Mit Erika Knudsen ist am 2. Mai eine treue und äußerst interessierte Leserin des „Nordschleswigers“ gestorben.

Wenn Erika Knudsen in der Lokalredaktion in Apenrade anrief oder in früheren Jahren persönlich vorstellig wurde, dann geschah das nicht, um zu kritisieren, sondern weil sie ergänzende Details beisteuern konnte. Das geschah insbesondere bei Artikeln mit geschichtlichen Themen.

Sie selbst war Jahrgang 1930 und war mit einem wahren „Klebehirn“ gesegnet, wie man ein Supergedächtnis auf Dänisch bezeichnet. Erika Knudsen war wissbegierig. Waren ihr Dinge unklar, fragte sie nach, informierte sich.

Insofern waren Gespräche mit ihr immer eine Bereicherung.

Freude an der Natur

Ihr Vater Peter Mailund war Direktor der Kohleimportfirma „Prima“ im Apenrader Hafen. Das Unternehmen war in seinen „Glanzzeiten“ ein wichtiger Wirtschaftsfaktor der Stadt. Während des Zweiten Weltkriegs, als Kohle ein knappes Gut war, erkannte Mailund den Wert von Torf als alternatives Brennmaterial. Und so wurde 1943 in der Ahretofter Hölzung (Aartoft Plantage) mit dem Torfabbau begonnen.

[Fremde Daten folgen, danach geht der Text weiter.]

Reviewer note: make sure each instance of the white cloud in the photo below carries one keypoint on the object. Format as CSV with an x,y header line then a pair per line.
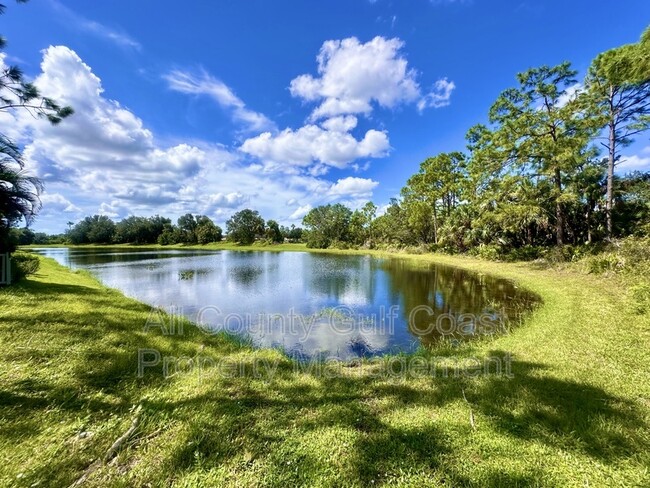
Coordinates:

In den 1960er-Jahren hielten die Ölheizungen ihren Einzug in den Apenrader Wohnungen. Torf und Kohle fanden keinen Absatz mehr. Damals kaufte Mailund das Gelände und nutzte es als privates Rückzugsgebiet für seine Familie. Über die Jahrzehnte wurde aus dem einstigen Abbaugebiet ein Naturidyll geschaffen. Dass es heute als Natura-2000-Schutzgebiet ausgewiesen ist, weil dort gefährdete Pflanzen- und Tierarten zu finden sind, ist nicht zuletzt Erika und Hermann Knudsen zu verdanken, die quasi in Eigenarbeit das dortige Moor renaturierten. 

Ihren Mann Hermann lernte sie übrigens schon zu Schulzeiten kennen. Sie wurden gemeinsam eingeschult. Der Kaufmannssohn vom Tøndervej – genannt Bebbe – war zunächst nur ein Klassenkamerad unter vielen. Doch schon seit ihrem 14. Lebensjahr waren sie ein Liebespaar, verrieten die beiden 2011 in einem Zeitungsinterview anlässlich ihres 60. Hochzeitstages. Erika und Hermann heirateten jedoch erst 1951 im Alter von 21 Jahren.

Die Freude an der Natur war von den gemeinsamen „Wandervogel“-Jahren geprägt, die der Kunstmaler Niko Wöhlk geleitet hat.

Sie verdiente anfangs das Geld

Erika Knudsen begleitete ihren späteren Mann nicht nur zum Medizinstudium nach Aarhus und ging später auch mit ihm ins nordjütische Farsø, wo ihm eine Chefarztstelle angeboten wurde, sondern finanzierte auch zu großen Teilen seine Ausbildung und kümmerte sich „nebenbei“ um Familie und Haushalt. Erika Knudsen, die nach dem Abitur in Apenrade die Brocksche Handelsschule in Kopenhagen besucht hatte, verdiente das Geld. So fand sie in Aarhus Anstellung in einer Firma für Röntgentechnik. Sie stieg dort recht schnell zur Exportchefin auf.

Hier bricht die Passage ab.